A clear explanation of mapping each element in one array to a matching index in its anagram using a hash map.
Problem Restatement
We are given two integer arrays:
nums1
nums2nums2 is an anagram of nums1.
That means nums2 contains exactly the same values as nums1, but possibly in a different order.
We need to return an array mapping where:
mapping[i] = jmeans:
nums1[i] == nums2[j]If there are multiple valid answers, we can return any of them.
Input and Output
| Item | Meaning |
|---|---|
| Input | Two integer arrays nums1 and nums2 |
| Condition | nums2 is an anagram of nums1 |
| Output | An index mapping from nums1 to nums2 |
| Duplicate values | Any valid matching index is allowed |
Example function shape:
def anagramMappings(nums1: list[int], nums2: list[int]) -> list[int]:
...Examples
Example 1:
nums1 = [12, 28, 46, 32, 50]
nums2 = [50, 12, 32, 46, 28]Output:
[1, 4, 3, 2, 0]Check each mapping:
i | nums1[i] | mapping[i] | nums2[mapping[i]] |
|---|---|---|---|
0 | 12 | 1 | 12 |
1 | 28 | 4 | 28 |
2 | 46 | 3 | 46 |
3 | 32 | 2 | 32 |
4 | 50 | 0 | 50 |
So the mapping is valid.
Example 2:
nums1 = [84, 46]
nums2 = [84, 46]Output:
[0, 1]Each value already appears at the same index.

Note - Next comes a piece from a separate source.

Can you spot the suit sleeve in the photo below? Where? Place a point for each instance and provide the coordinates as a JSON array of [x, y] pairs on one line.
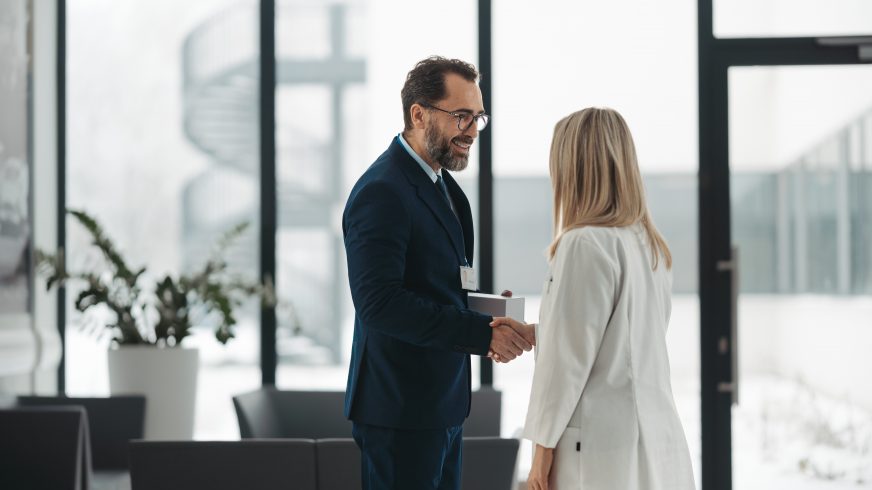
[[581, 297], [377, 231]]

First Thought: Search in nums2
For every value in nums1, we can scan nums2 to find the same value.
for x in nums1:
find x in nums2This works, but it repeats the same search many times.
If both arrays have length n, this takes:
O(n^2)We can do better by remembering where values appear in nums2.
Key Insight
We need fast lookup:
value -> index in nums2So we build a hash map from each value in nums2 to its index.
Then for each value in nums1, we can directly look up the matching index.
Since the problem allows any valid answer, duplicates are simple. If a value appears multiple times, mapping all equal values to the same matching index is still accepted by the usual problem definition because each position only needs to satisfy:
nums1[i] == nums2[mapping[i]]Algorithm
- Create an empty dictionary
index. - Scan
nums2. - For every position
j, store:
index[nums2[j]] = j- Create the answer by looking up each value from
nums1:
mapping.append(index[nums1[i]])- Return
mapping.
Correctness
Since nums2 is an anagram of nums1, every value in nums1 appears at least once in nums2.
The dictionary index stores an index where each value appears in nums2. Therefore, for every position i, looking up index[nums1[i]] returns some index j such that:
nums2[j] == nums1[i]The algorithm sets:
mapping[i] = jSo every returned mapping position satisfies the required condition.
Because the problem allows any valid mapping when multiple answers exist, choosing any stored matching index is sufficient.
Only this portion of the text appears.